Jenny Welden is a textile artist making maplike fiber networks through abstract painting, collage quilting, gesture drawing, free-motion embroidery, and somatic meditation. Her unique multimedia work continues to captivate audiences, spark excitement from strangers, and earn sales in the tens of thousands.

As the daughter of peripatetics, she has come to find her home as a series of vast and often invisible networks as she travels from place to place. Her work and expansive research has brought her across the world, from choreographing for an international dance team in Germany, to conducting art historical research in Italy, Spain, and Guatemala, to creating community art happenings in China, to teaching over twenty different styles of ballroom dance in Colorado, to teaching figure drawing, language, and textiles at universities in the central united states over the past seven years. 

She earned her Bachelors of Fine Arts in Painting and Textiles from Colorado College in 2017. She earned her Masters of Fine Arts in Textiles and Expanded Media from the University of Kansas in 2022. There, she taught several textile courses, including Quiltmaking: Contemporary Improvisation, which became an instant hit with the students and a beloved hub for community, craft, healing, and self-discovery through the process of making quilts from start to finish, using hand-dyed fabrics and no patterns or rulers. 

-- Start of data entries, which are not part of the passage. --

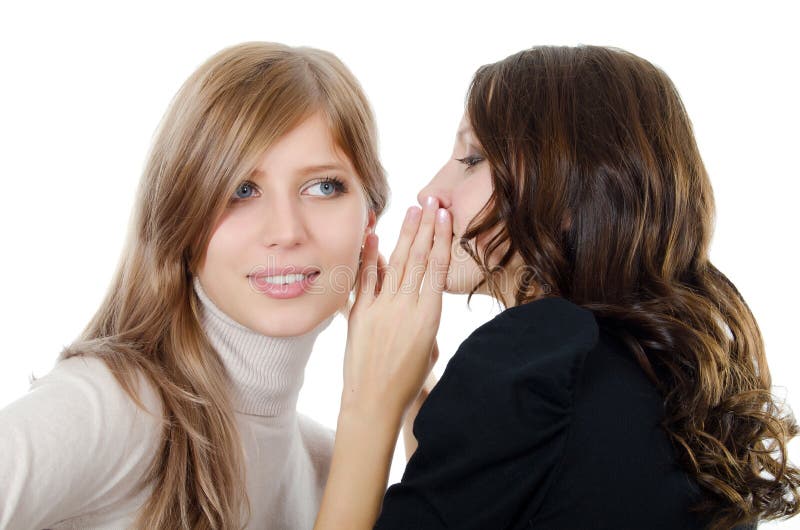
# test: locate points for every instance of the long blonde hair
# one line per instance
(224, 117)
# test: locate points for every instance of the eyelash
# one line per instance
(470, 161)
(338, 186)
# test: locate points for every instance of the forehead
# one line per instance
(309, 147)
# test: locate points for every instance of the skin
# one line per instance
(463, 186)
(391, 338)
(286, 217)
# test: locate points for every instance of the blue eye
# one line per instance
(244, 191)
(328, 187)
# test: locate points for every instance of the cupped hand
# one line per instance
(393, 323)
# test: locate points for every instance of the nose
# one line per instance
(438, 188)
(284, 224)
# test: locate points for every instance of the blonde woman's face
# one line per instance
(463, 186)
(284, 256)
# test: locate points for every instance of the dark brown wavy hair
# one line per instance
(599, 188)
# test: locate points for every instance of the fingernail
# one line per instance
(412, 212)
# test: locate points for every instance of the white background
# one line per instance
(84, 85)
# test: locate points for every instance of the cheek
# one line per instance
(339, 234)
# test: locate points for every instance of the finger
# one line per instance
(418, 259)
(399, 256)
(438, 263)
(368, 274)
(381, 272)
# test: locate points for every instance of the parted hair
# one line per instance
(600, 189)
(221, 121)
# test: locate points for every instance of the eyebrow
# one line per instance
(317, 168)
(463, 132)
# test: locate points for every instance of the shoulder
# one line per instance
(318, 441)
(79, 442)
(317, 438)
(546, 340)
(89, 381)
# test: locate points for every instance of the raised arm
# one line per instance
(389, 354)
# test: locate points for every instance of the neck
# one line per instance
(265, 372)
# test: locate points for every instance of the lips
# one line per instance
(262, 272)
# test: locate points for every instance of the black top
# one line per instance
(541, 421)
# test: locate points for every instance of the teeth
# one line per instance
(289, 278)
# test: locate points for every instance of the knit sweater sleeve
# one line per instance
(74, 444)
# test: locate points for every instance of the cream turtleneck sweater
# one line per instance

Her 2022 solo conceptual show, TerMinAL mA, explored female ancestral memory through heirloom objects, and featured reliquary boxes, circles of salt, handmade furniture, a community stitch project, apparitional appearances, and an original film–all in a hand-built architectural environment. 

Her 2022 solo commercial show, Lifeline, featured over 45 original artworks, including quilts, paintings, banners, and small sculptures. The show culminated her onsite residency, in which she was commissioned to create a set of mural banners for Colby’s annual downtown ArtWalk.

Her ongoing land project/community housing residency, House of Clay (2021- present), uses principles of permaculture and biophilic design to heal generational trauma through the bones of my mother’s once-vacant property in Glenwood Springs, Colorado.

Currently, she lives in Castle Rock, Colorado, embracing a multigenerational household while raising her new baby, Moses, as she creates her next body of work for her solo show, Everyday Saints, premiering August 30, 2024, at the ArtBase Gallery in Basalt, Colorado.

She is interested in folk arts, permaculture, natural building, gardening, getting dressed, and the ways of life our ancestors lived prior to the industrial revolution. She enjoys hot springs, traveling with her writer/professor husband, dancing, and time in the sauna.